A curation solution should allow you quick access and navigation of the content, in a purposeful way, where you, the curator define the organization.
Curation is an editorial job
Steve Rosenbaum, does a good job in defining curation is a new media activity.
Curation is the new role of media professionals.
Separating the wheat from the chaff, assigning editorial weight, and — most importantly – giving folks who don’t want to spend their lives looking for an editorial needle in a haystack a high-quality collection of content that is contextual and coherent.
It’s what we always expected from our media, and now they’ve got the tools to do it better.
Our concept of curation is to continuously maintain the context of information, and allow curators the ability to add and modify their curated content.
This is different than what a site like Huffington Post offer.
Steve Rosenbaum says:
Arianna Huffington is a curator.
Her ‘Huffington Post’ editorial team picks and chooses what to feature on their home page.
Mixing their journalistic editorial work with their hand-picked bloggers and with the best content from around the web.
If you are publishing a magazine like Huffington Post, then you are more syndicating, rather than curating.
To see what I mean let’c compare a search for a topic like social media on Huffington Post vs. our curated search platform KBucket.

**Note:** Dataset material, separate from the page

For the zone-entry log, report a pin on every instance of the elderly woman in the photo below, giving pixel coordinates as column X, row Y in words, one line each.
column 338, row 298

A search on Huffington Post on “social media” gives me a list of the latest post on social media, organized by categories.
It’s certainly a nice list, but where is the organization? where is the organized context?
Let’s compare the same search on our KBucket platform. The search for “social media” gives you a list of KBucket pages, and hits within the context of an organized research.
I think there is a lot of value in filtering and managing streams – Aggregation with human editorial touch is also very useful and there are great successful models of that like techmeme.com – But these are not new activities, they have been around.
What is new with curation are tools and platforms that let users be editors of context and also search for information in context
Organization, purpose and maintenance define the value of curated content.